Enfin ! C’est ce que croient les psychiatres et les militaires de carrière.

Je m’en moque éperdument. J’ai été enfant de chœur d’une institution religieuse et, malgré cela, les filles vous diront que je suis normalement constitué.

Je ne m’en vante pas, mais c’est ainsi.

La salle de bains de l’avenue de Suffren, parfumée au Guerlain, n’a eu aucune influence sur mon comportement sexuel et, quand j’essayais les robes de scène de ma mère, c’était par mimétisme.

Si j’avais connu mon père, peut-être aurais-je aimé la guerre et les soldats… Peut-être serais-je mort en Indochine ou en Algérie ? Rien n’est jamais comme on voudrait.

Vera Valmont, qui n’aimait pas beaucoup les femmes eût sans doute préféré que je fusse homosexuel. Au début des années cinquante ce n’était pas encore un divertissement très à la mode.

J’ai malgré tout tenté l’expérience quand l’occasion s’est présentée à moi. Certains penseront que je manque de moralité ; ceux-là n’ont pas d’humour.
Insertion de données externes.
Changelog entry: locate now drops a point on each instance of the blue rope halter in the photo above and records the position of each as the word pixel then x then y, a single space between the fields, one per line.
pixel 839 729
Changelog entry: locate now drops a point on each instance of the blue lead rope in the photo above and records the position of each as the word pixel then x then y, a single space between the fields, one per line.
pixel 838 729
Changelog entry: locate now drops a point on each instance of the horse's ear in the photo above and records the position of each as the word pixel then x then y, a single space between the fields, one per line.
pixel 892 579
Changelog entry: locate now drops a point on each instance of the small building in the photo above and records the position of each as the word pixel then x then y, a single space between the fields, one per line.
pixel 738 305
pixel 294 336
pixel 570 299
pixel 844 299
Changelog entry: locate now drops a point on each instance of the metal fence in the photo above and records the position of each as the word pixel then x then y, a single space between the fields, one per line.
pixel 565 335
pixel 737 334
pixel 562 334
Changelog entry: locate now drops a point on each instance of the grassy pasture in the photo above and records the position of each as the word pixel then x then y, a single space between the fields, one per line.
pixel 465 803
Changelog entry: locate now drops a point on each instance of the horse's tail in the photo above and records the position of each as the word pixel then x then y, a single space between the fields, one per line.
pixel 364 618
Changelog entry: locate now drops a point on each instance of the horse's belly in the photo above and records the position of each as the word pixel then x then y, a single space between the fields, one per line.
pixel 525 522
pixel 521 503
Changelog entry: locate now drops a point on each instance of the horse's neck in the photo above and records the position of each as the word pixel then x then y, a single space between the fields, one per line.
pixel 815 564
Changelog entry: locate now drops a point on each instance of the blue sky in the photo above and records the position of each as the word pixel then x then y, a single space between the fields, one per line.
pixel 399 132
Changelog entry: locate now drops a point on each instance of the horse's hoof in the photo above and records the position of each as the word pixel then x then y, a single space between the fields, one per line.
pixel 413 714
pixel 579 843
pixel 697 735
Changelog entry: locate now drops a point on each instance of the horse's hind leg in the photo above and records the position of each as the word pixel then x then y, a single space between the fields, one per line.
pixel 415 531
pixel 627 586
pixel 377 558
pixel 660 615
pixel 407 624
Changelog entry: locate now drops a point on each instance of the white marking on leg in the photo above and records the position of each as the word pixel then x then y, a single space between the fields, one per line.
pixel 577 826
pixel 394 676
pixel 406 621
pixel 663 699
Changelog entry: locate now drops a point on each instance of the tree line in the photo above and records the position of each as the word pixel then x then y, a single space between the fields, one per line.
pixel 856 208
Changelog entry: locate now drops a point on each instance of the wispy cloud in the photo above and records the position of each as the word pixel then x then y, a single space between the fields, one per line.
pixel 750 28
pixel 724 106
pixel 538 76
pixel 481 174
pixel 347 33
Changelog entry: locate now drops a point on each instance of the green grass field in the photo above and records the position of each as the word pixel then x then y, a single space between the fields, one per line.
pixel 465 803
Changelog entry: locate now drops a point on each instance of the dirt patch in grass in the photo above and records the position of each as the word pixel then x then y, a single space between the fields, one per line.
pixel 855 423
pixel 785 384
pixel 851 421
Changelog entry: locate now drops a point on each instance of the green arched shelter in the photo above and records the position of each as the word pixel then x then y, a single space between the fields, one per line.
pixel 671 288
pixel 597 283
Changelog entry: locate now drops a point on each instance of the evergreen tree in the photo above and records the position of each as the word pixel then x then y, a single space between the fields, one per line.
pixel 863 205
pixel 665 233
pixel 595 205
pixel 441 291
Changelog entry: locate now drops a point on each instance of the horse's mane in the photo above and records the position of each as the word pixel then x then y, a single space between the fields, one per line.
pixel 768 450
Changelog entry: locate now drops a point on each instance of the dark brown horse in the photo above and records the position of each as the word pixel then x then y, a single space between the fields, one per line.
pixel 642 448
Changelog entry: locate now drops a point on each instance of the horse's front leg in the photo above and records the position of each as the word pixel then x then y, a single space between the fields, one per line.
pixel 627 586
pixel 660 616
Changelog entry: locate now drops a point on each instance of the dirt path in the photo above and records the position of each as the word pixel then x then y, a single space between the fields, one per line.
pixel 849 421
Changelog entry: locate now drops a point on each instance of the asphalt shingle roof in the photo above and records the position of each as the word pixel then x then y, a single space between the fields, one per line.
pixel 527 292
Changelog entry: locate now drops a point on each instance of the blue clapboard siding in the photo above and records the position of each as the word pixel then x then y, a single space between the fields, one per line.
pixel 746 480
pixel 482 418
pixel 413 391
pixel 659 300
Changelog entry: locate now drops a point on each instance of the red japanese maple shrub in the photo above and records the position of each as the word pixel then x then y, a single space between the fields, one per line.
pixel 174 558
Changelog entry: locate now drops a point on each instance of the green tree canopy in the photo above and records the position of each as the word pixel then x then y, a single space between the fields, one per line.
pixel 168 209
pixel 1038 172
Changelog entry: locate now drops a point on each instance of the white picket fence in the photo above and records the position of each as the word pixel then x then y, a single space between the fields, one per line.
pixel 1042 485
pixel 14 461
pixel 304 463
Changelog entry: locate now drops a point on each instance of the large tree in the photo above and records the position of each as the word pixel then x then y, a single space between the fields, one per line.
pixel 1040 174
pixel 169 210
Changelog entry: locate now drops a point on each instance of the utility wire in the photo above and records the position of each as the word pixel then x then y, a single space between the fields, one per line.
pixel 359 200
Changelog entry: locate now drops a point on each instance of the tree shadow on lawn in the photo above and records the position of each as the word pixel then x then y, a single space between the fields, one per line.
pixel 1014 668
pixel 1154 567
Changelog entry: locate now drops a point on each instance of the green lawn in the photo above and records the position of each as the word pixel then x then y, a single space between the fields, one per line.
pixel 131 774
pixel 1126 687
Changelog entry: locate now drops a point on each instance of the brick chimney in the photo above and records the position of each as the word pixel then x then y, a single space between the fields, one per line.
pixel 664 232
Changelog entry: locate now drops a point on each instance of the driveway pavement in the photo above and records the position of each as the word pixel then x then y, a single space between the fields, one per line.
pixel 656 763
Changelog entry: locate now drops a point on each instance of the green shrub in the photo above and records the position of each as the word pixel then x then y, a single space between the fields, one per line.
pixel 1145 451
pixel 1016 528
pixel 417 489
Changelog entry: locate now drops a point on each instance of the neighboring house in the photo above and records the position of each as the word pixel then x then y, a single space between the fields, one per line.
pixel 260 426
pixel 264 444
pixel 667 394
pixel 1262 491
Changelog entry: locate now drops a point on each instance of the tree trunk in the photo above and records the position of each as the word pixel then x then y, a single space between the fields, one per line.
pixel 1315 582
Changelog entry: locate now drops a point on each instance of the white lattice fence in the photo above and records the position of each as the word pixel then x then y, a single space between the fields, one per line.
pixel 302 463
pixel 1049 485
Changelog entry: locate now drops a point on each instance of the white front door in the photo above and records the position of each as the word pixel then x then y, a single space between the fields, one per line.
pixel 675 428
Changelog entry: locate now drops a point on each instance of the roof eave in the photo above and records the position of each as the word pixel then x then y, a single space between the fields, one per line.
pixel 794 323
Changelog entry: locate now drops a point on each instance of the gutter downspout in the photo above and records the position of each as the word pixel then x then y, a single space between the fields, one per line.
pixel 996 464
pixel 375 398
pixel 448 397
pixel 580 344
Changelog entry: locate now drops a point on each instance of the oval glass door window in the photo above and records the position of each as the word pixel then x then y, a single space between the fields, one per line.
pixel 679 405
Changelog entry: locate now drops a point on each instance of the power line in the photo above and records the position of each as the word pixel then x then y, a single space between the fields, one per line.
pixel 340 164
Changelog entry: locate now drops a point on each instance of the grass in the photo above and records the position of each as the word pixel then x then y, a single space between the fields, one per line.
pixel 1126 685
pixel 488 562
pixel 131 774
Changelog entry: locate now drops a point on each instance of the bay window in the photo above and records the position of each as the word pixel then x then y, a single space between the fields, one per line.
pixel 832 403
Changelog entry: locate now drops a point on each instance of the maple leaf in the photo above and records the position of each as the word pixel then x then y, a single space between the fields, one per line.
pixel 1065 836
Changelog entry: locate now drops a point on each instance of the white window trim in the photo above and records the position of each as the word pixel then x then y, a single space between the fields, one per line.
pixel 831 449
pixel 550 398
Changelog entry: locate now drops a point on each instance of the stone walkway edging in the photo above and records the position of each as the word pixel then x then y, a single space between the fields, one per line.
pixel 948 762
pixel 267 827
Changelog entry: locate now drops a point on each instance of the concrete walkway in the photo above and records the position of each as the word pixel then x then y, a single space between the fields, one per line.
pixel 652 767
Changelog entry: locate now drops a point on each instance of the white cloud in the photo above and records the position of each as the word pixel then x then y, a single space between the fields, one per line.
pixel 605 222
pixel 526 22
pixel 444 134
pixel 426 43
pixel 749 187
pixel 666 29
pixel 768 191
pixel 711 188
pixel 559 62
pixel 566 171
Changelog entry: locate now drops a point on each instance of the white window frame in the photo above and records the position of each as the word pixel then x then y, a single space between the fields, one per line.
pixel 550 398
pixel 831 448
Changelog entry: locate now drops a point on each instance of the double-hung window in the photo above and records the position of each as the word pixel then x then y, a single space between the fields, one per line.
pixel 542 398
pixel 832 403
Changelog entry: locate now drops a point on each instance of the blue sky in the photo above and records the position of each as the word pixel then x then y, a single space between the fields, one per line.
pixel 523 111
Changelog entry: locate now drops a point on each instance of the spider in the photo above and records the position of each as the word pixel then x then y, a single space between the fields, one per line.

Pierre était intelligent ; on ne pouvait pas deviner qu’il militait au M.R.P. Sa personne inspirait d’emblée la sympathie, il avait mon âge, des ambitions politiques, et la chanson le laissait indifférent. Je ne donne pas son nom par discrétion : il est aujourd’hui président d’un Conseil général d’une région de France qui n’a pas les idées larges. Il sera secrétaire d’État ou préfet et je ne voudrais pas que l’opposition s’empare de mes révélations pour stopper son irrésistible ascension.

Pierre parlait bien. On ne se fait pas élire en bafouillant.

Le soir où nous avons lié connaissance chez des amis communs, il m’expliqua avec conviction qu’on n’est pas forcément homosexuel parce qu’on couche avec un homme. Cette évidence ne m’avait jamais effleuré l’esprit. Je précise, pour ma défense, que j’avais d’autres sujets de préoccupation.

Mais je ne suis pas borné et j’ai fini par admettre qu’il puisse avoir raison.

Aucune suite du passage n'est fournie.